Command line arguments
The subpatch command line tool uses the common argument structure with multiple
arguments and one command. It is the same as other popular tools like git
or
docker
. Examples:
subpatch status
subpatch add <url> -r <revision>
Here status
and add
are commands and -r <revision
is an optional
argument.
subpatch uses the argparse module of python. So the following commands are equivalent:
subpatch add -r=<revision> <url>
subpatch add -r<revision> <url>
subpatch add -r <revision> <url>
subpatch add <url> --revision=<revision>
subpatch add <url> --revision <revision>
subpatch status
subpatch status
Show the current state of all subprojects in the superproject. Much like
git status
.
subpatch add
subpatch add <url> [<path>] [--revision | -r <revision>]
Add the subproject at url
at the optional path
in the current repository.
Currently url
can only point to a git repository. Other subproject types
are not supported yet.
The path
is optional. If it's omitted the canonical subproject name is used.

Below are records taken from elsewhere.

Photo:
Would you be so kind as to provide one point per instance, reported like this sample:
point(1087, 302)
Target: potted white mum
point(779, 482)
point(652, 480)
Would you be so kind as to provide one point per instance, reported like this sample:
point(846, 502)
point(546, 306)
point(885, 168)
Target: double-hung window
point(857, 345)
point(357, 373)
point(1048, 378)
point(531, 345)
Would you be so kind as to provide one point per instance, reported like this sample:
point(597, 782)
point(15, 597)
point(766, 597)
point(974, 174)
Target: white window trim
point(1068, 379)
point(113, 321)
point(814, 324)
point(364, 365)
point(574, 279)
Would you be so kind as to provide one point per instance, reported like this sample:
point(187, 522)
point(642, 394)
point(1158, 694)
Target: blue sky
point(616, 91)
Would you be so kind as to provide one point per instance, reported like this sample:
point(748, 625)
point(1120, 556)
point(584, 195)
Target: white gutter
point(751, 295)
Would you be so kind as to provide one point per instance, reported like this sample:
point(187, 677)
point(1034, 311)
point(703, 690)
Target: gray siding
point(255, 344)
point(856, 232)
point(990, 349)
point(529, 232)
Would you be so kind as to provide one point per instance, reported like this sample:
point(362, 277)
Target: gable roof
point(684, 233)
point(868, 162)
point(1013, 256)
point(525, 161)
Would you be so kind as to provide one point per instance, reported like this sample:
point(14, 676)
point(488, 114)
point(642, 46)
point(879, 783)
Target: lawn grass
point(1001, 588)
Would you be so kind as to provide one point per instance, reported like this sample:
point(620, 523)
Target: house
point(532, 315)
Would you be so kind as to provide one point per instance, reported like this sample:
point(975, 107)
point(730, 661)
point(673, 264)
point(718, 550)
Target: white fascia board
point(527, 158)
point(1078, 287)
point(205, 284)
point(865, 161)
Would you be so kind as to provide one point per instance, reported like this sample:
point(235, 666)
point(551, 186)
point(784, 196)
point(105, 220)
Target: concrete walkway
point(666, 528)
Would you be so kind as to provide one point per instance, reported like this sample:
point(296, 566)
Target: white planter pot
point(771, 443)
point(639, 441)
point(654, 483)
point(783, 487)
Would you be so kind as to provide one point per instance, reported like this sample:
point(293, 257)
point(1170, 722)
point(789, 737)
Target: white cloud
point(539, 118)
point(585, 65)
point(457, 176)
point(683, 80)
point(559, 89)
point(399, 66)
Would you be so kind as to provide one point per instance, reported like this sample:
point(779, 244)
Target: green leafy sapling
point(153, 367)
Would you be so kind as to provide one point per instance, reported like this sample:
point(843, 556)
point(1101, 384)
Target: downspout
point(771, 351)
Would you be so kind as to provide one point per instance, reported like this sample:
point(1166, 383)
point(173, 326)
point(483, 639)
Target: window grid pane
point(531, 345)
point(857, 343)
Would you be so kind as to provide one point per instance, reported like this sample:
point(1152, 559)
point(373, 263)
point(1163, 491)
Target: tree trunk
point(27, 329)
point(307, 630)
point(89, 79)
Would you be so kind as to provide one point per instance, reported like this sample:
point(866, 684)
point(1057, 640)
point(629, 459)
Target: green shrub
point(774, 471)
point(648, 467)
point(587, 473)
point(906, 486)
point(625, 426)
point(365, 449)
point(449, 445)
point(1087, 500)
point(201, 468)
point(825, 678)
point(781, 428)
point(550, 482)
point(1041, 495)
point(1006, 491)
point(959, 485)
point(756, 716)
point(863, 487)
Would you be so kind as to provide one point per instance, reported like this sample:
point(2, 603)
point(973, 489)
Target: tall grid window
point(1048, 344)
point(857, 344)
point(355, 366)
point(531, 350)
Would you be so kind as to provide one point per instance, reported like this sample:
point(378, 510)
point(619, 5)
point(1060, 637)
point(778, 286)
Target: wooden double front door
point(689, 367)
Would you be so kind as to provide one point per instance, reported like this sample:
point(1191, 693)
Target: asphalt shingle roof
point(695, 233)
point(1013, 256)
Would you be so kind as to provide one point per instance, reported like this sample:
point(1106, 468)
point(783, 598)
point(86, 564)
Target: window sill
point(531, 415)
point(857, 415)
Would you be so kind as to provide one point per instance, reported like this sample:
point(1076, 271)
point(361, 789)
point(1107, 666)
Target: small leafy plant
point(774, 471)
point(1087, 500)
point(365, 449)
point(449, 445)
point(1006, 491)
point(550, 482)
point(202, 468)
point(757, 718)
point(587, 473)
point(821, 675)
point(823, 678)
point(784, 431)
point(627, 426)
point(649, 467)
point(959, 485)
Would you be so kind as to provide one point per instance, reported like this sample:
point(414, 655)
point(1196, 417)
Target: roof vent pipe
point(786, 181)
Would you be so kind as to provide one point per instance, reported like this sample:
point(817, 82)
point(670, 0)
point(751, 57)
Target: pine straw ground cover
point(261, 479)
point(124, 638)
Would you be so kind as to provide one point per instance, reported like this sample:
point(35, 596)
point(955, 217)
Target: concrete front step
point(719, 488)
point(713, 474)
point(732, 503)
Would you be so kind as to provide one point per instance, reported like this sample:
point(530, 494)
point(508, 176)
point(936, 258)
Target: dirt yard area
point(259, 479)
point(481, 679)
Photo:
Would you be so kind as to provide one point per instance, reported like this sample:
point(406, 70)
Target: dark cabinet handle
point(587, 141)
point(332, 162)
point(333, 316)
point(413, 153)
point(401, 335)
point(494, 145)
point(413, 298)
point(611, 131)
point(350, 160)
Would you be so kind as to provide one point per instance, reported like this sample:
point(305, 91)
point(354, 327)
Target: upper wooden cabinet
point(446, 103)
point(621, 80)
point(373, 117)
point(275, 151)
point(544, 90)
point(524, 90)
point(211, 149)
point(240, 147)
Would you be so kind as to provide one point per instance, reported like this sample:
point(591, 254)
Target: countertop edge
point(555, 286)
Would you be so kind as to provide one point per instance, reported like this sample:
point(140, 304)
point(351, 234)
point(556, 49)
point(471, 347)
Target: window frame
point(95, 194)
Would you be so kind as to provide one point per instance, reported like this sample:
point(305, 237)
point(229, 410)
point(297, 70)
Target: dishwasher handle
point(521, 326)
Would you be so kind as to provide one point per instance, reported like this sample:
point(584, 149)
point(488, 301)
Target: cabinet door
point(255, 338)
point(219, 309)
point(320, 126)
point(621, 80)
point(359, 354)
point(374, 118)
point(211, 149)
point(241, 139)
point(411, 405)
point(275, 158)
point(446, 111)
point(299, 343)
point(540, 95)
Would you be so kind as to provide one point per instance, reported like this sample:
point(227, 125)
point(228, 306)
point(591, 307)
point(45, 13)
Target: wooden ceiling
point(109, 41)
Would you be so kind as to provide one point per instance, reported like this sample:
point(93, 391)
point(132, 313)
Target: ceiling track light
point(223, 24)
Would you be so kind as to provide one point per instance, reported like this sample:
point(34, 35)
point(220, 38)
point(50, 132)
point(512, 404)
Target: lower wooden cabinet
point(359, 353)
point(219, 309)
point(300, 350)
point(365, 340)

It's mostly the last folder name in the url
. If path
is provided it can
include also sub directories.
If no --revision
argument is given, subpatch uses the remote default branch
for git repositories. It's mostly the main
branch, but the remote repository
can configured also different branches as the default HEAD
.
-r,--revision
: Specify the revision of the subproject that should be included
in the superproject. For git repositories it can be a branch name, a tag name
or a commit id. For performance you should give a branch name or tag name. The
git protocol allows to clone a single branch or tag efficiently. For git commit
ids subpatch needs to download the whole repository including all branches,
tags and the complete history instead of just a single revision.